20. How are the personal and capital accounts of partners distinguished? What is the purpose of each of these accounts?
21. When the books of a partnership are closed, into what accounts are the revenue accounts closed? Into what accounts is the profit and loss account closed?
22. When the business of a partnership is sold, or liquidated, how are the net assets divided?
23. If any part of the assets, other than the goods in which the firm is trading, brings a price above cost, what journal entry is necessary? What entry if the price is below cost?
24. When partners invest unequal amounts in the business, what is the usual method of adjusting the inequality?
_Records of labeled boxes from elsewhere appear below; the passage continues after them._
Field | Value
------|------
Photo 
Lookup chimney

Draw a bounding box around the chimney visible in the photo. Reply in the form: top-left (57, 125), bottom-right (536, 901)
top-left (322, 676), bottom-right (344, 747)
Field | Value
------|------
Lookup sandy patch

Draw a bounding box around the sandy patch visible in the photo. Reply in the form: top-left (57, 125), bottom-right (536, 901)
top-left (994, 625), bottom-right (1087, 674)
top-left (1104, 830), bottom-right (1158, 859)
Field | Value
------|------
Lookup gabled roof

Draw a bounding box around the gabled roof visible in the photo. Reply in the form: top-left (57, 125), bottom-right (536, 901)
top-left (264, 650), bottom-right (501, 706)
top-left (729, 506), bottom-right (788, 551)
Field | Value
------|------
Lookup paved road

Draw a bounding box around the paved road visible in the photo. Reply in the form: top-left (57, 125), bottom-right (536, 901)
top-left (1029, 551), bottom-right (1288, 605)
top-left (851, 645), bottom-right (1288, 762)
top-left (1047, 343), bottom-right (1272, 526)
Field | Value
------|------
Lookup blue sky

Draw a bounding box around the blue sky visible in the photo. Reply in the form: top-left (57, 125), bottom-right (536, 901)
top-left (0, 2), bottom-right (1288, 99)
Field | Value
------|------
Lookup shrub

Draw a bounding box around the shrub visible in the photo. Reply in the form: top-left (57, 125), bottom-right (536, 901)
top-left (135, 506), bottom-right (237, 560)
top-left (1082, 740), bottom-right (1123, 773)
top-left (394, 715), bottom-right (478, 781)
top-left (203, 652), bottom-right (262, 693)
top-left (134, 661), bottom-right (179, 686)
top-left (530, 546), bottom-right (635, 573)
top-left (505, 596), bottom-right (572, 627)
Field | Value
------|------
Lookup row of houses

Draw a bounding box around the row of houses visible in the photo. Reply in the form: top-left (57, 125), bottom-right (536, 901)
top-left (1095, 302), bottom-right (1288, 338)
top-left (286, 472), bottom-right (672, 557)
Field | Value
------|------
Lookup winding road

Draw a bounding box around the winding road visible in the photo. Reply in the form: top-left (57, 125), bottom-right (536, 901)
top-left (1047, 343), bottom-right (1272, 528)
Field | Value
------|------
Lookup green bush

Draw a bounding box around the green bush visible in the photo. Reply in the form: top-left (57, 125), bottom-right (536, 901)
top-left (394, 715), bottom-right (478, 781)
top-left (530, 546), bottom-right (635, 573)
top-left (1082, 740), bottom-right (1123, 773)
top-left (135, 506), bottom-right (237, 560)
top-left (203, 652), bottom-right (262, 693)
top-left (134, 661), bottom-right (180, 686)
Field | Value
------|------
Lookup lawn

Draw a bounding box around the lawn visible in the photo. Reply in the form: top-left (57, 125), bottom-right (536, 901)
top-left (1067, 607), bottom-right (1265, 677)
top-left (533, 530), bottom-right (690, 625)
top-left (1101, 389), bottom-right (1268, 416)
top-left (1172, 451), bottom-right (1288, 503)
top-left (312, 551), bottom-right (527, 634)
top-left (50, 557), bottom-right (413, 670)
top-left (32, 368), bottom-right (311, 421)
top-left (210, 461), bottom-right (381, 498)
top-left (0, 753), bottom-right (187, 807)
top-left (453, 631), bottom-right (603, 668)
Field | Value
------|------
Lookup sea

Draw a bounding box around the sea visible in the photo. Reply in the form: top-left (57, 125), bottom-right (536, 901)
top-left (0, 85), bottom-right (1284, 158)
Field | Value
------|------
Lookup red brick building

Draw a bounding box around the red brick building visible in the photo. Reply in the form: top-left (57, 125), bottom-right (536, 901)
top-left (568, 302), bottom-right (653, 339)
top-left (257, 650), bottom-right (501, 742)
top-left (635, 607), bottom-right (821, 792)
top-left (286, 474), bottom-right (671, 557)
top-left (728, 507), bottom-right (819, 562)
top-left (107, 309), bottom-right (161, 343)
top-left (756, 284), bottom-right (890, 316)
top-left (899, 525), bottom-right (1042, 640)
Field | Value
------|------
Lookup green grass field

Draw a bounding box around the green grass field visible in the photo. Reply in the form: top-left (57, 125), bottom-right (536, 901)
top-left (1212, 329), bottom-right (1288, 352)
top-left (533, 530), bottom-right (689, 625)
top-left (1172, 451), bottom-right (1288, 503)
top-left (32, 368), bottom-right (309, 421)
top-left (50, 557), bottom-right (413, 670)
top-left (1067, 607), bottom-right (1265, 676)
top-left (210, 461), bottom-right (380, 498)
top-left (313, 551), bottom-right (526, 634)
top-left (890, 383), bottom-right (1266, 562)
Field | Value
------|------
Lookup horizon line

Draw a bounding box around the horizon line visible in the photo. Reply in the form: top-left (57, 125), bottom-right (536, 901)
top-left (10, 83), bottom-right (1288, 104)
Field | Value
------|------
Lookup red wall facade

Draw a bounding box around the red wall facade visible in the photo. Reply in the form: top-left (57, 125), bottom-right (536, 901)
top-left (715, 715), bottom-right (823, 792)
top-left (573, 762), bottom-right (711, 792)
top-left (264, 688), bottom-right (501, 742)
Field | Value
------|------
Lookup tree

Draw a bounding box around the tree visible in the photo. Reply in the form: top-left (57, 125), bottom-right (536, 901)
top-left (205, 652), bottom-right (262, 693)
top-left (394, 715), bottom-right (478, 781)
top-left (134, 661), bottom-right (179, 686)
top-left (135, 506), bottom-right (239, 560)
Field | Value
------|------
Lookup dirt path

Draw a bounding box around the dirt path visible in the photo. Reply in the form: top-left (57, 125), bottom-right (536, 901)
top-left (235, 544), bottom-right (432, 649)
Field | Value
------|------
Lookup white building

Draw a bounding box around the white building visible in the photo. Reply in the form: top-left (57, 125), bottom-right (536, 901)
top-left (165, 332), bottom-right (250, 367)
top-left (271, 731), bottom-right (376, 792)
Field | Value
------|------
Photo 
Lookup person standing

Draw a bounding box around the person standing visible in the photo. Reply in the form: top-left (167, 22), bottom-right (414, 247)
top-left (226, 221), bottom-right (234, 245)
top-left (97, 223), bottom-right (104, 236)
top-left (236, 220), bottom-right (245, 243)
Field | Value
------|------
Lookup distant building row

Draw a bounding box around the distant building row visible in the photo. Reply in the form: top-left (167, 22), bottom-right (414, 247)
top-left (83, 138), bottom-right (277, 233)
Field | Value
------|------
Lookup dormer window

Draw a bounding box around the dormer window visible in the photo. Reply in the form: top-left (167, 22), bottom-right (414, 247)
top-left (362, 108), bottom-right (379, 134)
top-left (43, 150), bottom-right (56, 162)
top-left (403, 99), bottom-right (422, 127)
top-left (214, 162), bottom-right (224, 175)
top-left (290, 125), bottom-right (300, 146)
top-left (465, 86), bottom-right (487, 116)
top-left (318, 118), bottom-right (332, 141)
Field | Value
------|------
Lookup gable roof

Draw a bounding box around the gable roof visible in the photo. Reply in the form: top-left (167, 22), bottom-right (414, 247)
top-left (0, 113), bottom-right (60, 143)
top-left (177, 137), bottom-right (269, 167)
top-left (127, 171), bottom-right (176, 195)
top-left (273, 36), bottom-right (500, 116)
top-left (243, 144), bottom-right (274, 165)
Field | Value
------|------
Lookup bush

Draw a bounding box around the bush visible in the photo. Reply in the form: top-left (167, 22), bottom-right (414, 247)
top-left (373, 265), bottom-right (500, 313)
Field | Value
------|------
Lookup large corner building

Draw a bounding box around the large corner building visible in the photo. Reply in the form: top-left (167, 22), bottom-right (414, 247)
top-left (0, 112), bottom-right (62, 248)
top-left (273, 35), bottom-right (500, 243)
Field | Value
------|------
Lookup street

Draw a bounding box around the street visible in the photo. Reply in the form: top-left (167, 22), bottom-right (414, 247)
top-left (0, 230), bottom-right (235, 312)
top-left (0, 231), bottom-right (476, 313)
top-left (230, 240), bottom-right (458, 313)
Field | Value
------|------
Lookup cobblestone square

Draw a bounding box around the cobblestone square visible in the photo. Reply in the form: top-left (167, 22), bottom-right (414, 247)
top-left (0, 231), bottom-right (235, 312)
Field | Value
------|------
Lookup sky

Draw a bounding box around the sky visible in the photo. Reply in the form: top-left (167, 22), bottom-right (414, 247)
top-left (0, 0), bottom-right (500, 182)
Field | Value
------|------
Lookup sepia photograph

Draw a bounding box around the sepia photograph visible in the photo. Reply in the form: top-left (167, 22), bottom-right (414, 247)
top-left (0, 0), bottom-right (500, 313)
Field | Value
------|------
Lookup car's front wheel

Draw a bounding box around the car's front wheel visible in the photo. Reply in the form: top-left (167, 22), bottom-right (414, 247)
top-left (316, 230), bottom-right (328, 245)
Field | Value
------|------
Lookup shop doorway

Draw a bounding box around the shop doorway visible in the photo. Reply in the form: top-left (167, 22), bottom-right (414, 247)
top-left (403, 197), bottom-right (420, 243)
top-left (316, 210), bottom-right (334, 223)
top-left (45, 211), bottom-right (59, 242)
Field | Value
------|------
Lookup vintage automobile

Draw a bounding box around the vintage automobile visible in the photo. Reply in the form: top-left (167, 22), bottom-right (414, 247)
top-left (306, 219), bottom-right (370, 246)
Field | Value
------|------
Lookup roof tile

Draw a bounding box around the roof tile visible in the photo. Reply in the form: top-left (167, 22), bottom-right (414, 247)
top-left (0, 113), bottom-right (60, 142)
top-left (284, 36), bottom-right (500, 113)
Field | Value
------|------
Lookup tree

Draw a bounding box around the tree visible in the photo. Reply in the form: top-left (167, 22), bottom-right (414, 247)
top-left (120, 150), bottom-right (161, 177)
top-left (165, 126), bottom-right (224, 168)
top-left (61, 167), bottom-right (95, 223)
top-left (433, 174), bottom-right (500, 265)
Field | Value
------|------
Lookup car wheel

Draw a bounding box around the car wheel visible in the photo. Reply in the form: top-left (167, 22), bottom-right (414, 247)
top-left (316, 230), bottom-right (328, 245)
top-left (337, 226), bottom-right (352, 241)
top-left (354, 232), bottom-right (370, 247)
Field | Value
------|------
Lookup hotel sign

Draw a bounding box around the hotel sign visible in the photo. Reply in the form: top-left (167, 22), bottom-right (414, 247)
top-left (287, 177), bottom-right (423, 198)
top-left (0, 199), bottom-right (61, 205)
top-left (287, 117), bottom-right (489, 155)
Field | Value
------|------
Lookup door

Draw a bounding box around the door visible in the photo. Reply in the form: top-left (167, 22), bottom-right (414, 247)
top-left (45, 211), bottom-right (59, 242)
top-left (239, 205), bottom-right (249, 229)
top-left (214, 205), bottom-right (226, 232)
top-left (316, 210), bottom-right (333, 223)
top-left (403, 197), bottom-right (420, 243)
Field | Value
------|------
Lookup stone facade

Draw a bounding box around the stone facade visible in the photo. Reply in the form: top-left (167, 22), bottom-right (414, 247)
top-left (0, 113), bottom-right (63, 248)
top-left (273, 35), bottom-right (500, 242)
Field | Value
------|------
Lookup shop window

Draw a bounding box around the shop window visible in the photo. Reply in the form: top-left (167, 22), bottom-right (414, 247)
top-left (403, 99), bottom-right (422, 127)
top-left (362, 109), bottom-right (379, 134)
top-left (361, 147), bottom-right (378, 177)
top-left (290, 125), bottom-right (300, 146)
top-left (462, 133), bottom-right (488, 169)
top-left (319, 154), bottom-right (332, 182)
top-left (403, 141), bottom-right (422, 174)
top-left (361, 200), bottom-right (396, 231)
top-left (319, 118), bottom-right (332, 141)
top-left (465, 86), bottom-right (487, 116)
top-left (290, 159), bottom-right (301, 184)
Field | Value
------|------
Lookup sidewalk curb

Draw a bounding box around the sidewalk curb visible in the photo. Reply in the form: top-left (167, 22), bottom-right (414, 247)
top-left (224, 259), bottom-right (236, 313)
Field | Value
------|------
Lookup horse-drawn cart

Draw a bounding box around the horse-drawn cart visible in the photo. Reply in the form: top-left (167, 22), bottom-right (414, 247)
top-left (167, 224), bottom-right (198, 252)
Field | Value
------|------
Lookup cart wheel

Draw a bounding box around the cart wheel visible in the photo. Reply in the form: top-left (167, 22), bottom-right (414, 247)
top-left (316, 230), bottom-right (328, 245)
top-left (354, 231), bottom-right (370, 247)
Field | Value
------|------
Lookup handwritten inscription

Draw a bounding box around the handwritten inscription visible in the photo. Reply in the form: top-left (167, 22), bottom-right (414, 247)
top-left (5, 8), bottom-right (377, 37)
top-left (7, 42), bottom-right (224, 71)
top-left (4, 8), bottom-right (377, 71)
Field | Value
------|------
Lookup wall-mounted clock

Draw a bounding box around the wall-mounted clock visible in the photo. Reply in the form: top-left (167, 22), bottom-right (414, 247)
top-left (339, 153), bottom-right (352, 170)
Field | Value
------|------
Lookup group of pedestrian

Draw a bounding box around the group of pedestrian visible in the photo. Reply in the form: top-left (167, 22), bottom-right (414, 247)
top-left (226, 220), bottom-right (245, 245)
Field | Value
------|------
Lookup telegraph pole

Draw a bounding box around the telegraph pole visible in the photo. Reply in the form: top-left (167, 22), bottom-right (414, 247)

25. White, Black, and Brown who have been conducting business under a partnership agreement, decide to liquidate the business and dissolve the partnership. In the final settlement White agrees to accept the accounts receivable, which amount to $6,432.00, in part payment of the amount due him, provided 10% is first charged off to cover doubtful accounts. What journal entry is necessary?
26. H. W. Hackett has been conducting a grocery business. His books have been kept by double entry, and were last closed December 31st, 1908. At that time, his net worth was $2,698.50. April 30th, 1909, he sold to John Ransom a half interest in the business for $1,500.00. Ransom made a cash payment of $1,000.00, and gave his note for $500.00 payable on demand, with interest at 6%. The profits for the four months ending April 30th, 1909, (estimated from the books), were $325.00. This amount was to be allowed to Mr. Hackett and placed to his credit on the books. Make journal entries for the allowed profit and for the sale of the half interest. The books are not to be closed at the beginning of the new partnership.
27. Prepare in proper form a solution of the problem given in Art. 40, Page 72.